Phenomics. 2024 Nov 20;4(5):465-472. doi: 10.1007/s43657-024-00176-8. eCollection 2024 Oct.
The field of competitive swimming lacks broadly applicable predictive models for talent identification across various age groups of adolescent swimmers. This study aimed to construct a predictive model for athletic talent using machine learning methods based on anthropometric and physiological data. Baseline data were collected from 5444 participants aged 10-18 in Shanghai, China, between 2015 and 2018, with 4969 completing a 3-year follow-up. Talents were discerned based on their performance over the follow-up period, revealing age- and sex- dependent developmental differences between swimmers classified as talented versus non-talented. After controlling for confounding variables, age and sex, nine machine learning algorithms were employed, with Random Forest achieving the highest performance and being selected as the final model. The model demonstrated excellent predictive performance on both the test dataset and an independent validation dataset from Shandong ( = 118), indicating its strong generalizability. Furthermore, using the SHapley Additive exPlanations (SHAP) method to interpret the model, abdominal skinfold, lung capacity, chest circumference, shoulder width, and triceps skinfold were identified as the five most critical indicators for talent identification.

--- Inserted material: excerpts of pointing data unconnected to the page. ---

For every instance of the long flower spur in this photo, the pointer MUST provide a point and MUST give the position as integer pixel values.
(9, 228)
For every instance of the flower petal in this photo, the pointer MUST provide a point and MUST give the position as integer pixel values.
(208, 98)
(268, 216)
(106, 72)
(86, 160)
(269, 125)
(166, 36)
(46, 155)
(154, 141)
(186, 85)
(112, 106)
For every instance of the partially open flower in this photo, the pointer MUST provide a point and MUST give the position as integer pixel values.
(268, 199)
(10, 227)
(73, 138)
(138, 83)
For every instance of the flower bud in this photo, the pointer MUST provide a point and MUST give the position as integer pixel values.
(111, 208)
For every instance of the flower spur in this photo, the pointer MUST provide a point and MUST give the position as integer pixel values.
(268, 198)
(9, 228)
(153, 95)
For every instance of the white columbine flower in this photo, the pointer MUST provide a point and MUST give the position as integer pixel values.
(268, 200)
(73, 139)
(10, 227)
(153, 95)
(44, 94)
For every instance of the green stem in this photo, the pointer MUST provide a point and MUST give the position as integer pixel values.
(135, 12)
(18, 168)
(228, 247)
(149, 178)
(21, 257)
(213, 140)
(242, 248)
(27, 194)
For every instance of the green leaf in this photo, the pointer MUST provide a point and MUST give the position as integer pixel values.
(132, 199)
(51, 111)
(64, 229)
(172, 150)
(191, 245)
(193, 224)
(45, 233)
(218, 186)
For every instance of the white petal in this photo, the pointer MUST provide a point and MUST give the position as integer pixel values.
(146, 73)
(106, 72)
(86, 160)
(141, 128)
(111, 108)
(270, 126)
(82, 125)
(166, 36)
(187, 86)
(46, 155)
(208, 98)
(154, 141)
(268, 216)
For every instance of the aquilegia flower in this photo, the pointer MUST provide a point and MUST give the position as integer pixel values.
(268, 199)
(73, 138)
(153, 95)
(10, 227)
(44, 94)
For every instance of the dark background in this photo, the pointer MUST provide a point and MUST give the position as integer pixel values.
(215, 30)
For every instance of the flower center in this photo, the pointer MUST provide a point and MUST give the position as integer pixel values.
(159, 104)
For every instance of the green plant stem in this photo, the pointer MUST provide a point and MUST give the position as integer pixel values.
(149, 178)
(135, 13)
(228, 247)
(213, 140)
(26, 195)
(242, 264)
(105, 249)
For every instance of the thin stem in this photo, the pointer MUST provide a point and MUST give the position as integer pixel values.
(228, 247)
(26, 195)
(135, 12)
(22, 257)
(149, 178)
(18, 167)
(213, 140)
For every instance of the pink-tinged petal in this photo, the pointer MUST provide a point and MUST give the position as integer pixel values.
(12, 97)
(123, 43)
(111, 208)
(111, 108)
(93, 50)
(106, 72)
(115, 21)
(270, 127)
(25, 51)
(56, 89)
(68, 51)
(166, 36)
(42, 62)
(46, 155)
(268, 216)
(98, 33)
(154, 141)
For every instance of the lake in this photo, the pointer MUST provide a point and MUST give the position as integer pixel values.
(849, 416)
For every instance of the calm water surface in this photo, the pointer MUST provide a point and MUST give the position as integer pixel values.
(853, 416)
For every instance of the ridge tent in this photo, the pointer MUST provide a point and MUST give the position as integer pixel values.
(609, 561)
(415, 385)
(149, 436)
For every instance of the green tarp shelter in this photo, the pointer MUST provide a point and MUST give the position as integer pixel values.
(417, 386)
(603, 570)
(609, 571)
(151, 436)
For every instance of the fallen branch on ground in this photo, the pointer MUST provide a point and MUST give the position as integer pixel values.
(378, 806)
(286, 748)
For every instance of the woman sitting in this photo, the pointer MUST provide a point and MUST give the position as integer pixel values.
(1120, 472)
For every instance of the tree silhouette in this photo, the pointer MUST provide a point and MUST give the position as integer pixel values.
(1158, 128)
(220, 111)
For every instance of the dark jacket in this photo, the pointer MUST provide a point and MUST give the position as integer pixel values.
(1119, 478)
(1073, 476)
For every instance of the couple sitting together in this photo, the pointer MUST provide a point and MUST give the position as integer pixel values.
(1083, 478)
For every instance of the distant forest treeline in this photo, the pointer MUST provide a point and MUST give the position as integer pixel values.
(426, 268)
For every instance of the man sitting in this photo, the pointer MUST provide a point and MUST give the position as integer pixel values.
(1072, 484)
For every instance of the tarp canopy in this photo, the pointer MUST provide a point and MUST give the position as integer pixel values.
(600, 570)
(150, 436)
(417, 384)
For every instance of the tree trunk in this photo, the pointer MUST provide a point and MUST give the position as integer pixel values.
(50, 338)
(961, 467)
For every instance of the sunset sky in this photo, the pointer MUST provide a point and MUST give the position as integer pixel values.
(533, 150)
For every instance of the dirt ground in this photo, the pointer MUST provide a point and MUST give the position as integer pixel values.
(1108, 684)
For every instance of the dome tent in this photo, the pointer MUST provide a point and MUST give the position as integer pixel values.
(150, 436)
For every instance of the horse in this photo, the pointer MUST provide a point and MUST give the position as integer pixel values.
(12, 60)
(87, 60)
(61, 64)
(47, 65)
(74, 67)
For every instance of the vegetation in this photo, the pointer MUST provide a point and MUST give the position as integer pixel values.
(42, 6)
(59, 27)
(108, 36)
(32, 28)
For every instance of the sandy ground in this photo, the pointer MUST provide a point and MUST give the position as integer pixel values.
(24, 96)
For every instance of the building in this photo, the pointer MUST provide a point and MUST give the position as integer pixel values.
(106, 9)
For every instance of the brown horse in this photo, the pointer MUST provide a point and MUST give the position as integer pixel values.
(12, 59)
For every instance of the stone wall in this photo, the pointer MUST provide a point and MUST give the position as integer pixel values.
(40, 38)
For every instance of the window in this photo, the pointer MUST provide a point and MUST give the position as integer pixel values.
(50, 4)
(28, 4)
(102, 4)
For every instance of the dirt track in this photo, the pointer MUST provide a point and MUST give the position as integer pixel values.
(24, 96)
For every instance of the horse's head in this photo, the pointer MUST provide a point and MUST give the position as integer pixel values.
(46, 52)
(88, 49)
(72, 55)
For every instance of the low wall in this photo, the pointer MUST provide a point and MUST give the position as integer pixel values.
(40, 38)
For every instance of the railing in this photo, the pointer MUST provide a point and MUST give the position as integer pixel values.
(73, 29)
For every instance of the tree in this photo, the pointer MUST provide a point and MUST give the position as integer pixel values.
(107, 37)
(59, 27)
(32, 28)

The online version contains supplementary material available at 10.1007/s43657-024-00176-8.
竞技游泳领域缺乏适用于各年龄段青少年游泳运动员选材的广泛适用的预测模型。本研究旨在基于人体测量和生理数据,使用机器学习方法构建运动天赋预测模型。2015年至2018年期间,从中国上海的5444名10 - 18岁参与者中收集基线数据,其中4969人完成了3年随访。根据随访期间的表现来识别天赋,结果显示,在被归类为有天赋和无天赋的游泳运动员之间,存在与年龄和性别相关的发育差异。在控制了年龄和性别等混杂变量后,使用了九种机器学习算法,随机森林算法表现最佳,被选为最终模型。该模型在测试数据集和来自山东的独立验证数据集(n = 118)上均表现出优异的预测性能,表明其具有很强的泛化能力。此外,使用SHapley加性解释(SHAP)方法对模型进行解释,确定腹部皮褶厚度、肺活量、胸围、肩宽和肱三头肌皮褶厚度是识别天赋的五个最关键指标。
在线版本包含可在10.1007/s43657-024-00176-8获取的补充材料。